One of the appeals of Clare’s work is that it is the expression of a true rustic. He knew of what he wrote in a way that Wordsworth, for instance, did not. Clare was a participant in nature, Wordsworth an observer. The nature they both wrote about was part of a pastoral tradition: a land tamed over the ages for the benefit of its human inhabitants. Enclosure represented an extension of pastoralism not its beginnings. Thoreau’s ‘simplified green world’ was, in the case of Walden, an island of second growth forest in a largely deforested countryside. Joan traveled through a similarly compromised environment, but it was exactly the human imprint to which she was attracted, for in that lay the psychic reverberations which were her true subject.
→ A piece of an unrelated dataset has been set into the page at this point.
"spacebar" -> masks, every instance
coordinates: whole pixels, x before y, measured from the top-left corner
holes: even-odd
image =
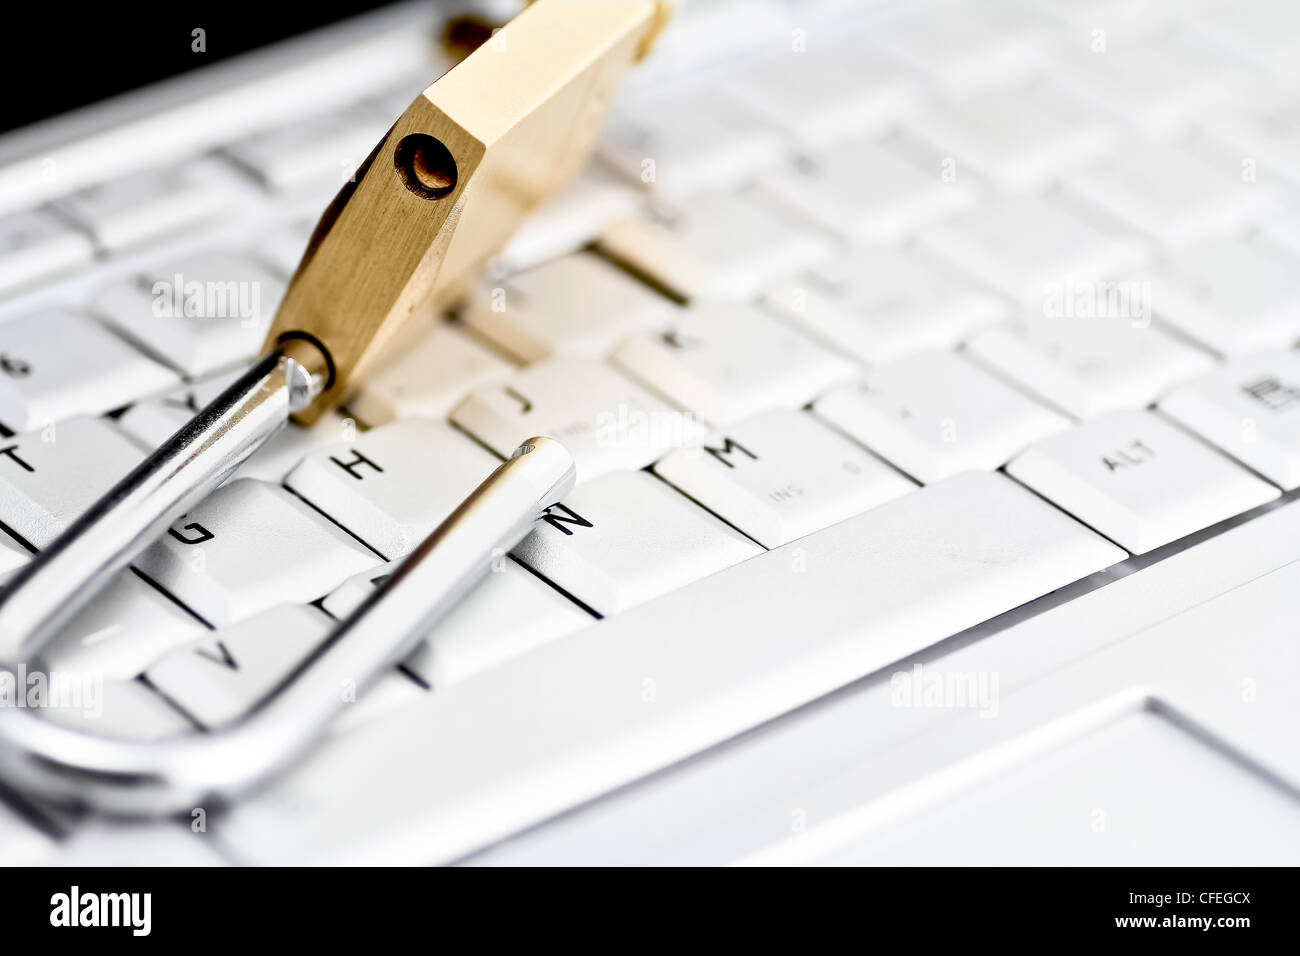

Her pastoral rooms existed as traps for superannuated spooks.

My pastoral rooms, to quote Thoreau, “are made out of Chaos and Old Night”. They are not pastoral at all – they are wild, “not mead, nor woodland, nor lea, nor arable, not waste-land” - but primal chaparral. This week has been warm and the winds strong. The other evening I arrived home to find that a dead Deerweed plant (Lotus scoparius) had blown up against the front door. It was largely spherical - perhaps three feet in diameter - and it glowed a fiery orange in the sun’s last rays. It appeared as a burning bush, heralding the presence of the wild within the precinct of our home.

My green world is aflame: it is a threat, not a comfort - and there is, I realize, no turning away from the Urban Wildland.